For each $theme colour, a dark and light shade is programatically generated for things like hovers and focus styles.

Setting Colours

If you need to add or edit any colours in $colors or $theme, you can do so using set-color and set-theme.

If required, you can also define how dark or how light $theme shades are with the set-theme-shades tool.

In addition, with set-theme-dark-text-color, any $theme colour names you pass here will have very-light text colour (default: very-dark) when its respective theme utility class is a applied to an element.

@include set-color(( 'green': #00ff00, 'orange': #ffa500 )); @include set-theme(( 'accent': #cccccc, 'info': color('green') )); @include set-theme-shades(( 'info': ( 'dark': 5%, 'light': 23% ) )); @include set-theme-dark-text-color(('accent', 'info'));

Getting Colours

To retrieve colours from either $colors or $theme, you can use the color tool.

.c-my-component { background-color: color('primary'); }

Component Theme Variables

For each component, variable exists where $theme colors are assigned roles specific to that component.
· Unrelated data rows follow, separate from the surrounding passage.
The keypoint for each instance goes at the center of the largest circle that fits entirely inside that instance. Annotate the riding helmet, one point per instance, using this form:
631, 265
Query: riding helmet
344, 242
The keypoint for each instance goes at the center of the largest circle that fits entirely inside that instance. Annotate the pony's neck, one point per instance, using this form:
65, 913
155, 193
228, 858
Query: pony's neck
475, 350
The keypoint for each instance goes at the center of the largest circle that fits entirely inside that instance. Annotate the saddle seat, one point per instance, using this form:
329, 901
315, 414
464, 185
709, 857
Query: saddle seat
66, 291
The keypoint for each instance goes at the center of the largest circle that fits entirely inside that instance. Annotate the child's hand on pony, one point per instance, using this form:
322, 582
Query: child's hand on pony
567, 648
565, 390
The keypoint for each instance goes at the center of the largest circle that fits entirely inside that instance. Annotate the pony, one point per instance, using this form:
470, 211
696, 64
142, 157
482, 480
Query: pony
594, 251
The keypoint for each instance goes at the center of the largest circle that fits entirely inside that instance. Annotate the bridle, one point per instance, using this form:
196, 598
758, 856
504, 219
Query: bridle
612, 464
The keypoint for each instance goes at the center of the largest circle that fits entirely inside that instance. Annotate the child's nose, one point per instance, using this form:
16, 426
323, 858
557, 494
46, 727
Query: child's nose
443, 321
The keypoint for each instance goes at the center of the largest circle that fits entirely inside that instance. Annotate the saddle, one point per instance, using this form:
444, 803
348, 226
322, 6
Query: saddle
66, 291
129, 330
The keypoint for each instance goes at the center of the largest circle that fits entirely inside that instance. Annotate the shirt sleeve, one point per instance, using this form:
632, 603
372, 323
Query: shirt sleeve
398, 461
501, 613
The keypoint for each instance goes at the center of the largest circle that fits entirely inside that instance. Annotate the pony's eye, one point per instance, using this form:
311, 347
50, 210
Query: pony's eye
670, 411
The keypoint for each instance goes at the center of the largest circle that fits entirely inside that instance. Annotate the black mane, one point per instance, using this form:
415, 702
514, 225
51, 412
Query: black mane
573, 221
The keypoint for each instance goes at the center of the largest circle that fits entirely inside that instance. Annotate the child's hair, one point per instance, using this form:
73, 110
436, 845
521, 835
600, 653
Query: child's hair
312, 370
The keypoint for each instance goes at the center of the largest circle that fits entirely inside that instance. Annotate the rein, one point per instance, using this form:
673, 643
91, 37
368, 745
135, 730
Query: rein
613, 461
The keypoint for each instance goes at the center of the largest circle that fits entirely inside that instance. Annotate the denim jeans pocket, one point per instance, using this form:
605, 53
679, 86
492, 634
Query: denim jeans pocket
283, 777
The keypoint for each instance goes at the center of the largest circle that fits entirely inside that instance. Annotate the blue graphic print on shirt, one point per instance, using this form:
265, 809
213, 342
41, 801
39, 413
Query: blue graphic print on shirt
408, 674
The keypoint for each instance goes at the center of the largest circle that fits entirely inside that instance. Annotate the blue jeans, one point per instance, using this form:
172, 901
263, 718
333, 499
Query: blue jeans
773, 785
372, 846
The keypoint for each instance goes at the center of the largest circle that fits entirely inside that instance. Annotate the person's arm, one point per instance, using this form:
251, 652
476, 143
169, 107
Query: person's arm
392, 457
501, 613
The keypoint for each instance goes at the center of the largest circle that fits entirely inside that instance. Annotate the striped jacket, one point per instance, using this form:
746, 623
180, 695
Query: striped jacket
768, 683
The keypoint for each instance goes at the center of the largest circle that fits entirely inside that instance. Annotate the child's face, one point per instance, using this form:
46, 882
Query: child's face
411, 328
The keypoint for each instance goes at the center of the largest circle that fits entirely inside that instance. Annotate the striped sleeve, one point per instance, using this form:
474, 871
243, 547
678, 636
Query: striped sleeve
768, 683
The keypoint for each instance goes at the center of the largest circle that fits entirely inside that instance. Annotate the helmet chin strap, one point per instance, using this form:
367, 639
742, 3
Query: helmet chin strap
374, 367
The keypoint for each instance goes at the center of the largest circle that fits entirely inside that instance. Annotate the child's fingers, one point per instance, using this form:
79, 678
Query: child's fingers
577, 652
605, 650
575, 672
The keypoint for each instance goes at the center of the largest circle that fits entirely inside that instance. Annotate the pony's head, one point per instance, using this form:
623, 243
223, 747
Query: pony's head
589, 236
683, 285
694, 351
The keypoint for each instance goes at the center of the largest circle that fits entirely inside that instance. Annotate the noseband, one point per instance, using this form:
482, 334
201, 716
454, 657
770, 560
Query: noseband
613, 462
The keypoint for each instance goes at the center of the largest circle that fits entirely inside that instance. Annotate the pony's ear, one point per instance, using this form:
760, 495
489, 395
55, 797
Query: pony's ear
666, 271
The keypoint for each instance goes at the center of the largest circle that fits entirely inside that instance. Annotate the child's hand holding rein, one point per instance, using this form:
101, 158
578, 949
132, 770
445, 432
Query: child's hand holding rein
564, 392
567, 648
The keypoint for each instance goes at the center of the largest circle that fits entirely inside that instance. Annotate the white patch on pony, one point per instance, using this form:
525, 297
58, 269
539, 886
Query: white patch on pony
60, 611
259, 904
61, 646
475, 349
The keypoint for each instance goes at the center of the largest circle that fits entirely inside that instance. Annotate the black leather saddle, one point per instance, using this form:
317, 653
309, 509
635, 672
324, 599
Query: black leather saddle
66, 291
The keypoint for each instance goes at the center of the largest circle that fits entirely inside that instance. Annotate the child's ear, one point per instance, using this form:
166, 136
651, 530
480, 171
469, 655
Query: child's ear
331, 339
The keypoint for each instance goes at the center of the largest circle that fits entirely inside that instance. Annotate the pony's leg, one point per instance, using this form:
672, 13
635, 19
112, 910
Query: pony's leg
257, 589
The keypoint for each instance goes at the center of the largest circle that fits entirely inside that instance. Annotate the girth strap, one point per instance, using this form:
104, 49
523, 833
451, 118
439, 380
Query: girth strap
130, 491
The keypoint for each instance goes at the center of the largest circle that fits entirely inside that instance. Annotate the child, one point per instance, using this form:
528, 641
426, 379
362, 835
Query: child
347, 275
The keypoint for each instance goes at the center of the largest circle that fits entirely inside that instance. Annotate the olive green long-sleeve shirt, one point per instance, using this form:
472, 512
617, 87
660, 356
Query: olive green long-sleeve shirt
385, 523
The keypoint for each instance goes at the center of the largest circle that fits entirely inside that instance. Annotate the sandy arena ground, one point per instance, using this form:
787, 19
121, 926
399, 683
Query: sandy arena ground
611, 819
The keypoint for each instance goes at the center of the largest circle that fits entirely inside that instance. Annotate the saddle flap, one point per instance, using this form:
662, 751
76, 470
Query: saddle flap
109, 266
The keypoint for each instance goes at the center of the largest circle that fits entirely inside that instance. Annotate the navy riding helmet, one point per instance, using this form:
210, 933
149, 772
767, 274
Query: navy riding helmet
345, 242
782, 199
For example:-

$component-input-border-color: color('medium'); .c-input { border: rem(1px) solid $component-input-border-color; }

These generally shouldn't need to be edited unless you're introducing a lot more theme colours to the mix and would like to add more colour depth to components.

You can find a full list of theme variables in each component's respective documentation pages.

Why?

The reason behind this $colors and $theme split is one of scalability and maintainability.

If we only had $colors, this would make theming a more complicated process. For example, if components had border colours set to $grey and you wanted to change them to red, you would have 2 options:-

  1. Change the value of $grey to red, which would do the job, as the variable would trickle down to the component styles. The problem here is with semantics, in that the variable $grey is now actually red, which is just unnecessary confusion.

OR

  1. Add a new colour called $red and then go through every single component and override their theme variables. A time consuming process.

Because $theme contains colours named according to their role, we can assign them any colour and have it still make sense semantically. And because these $theme colours are the ones already referenced in the component styles, we don't have to go through and edit any component theme variables at all.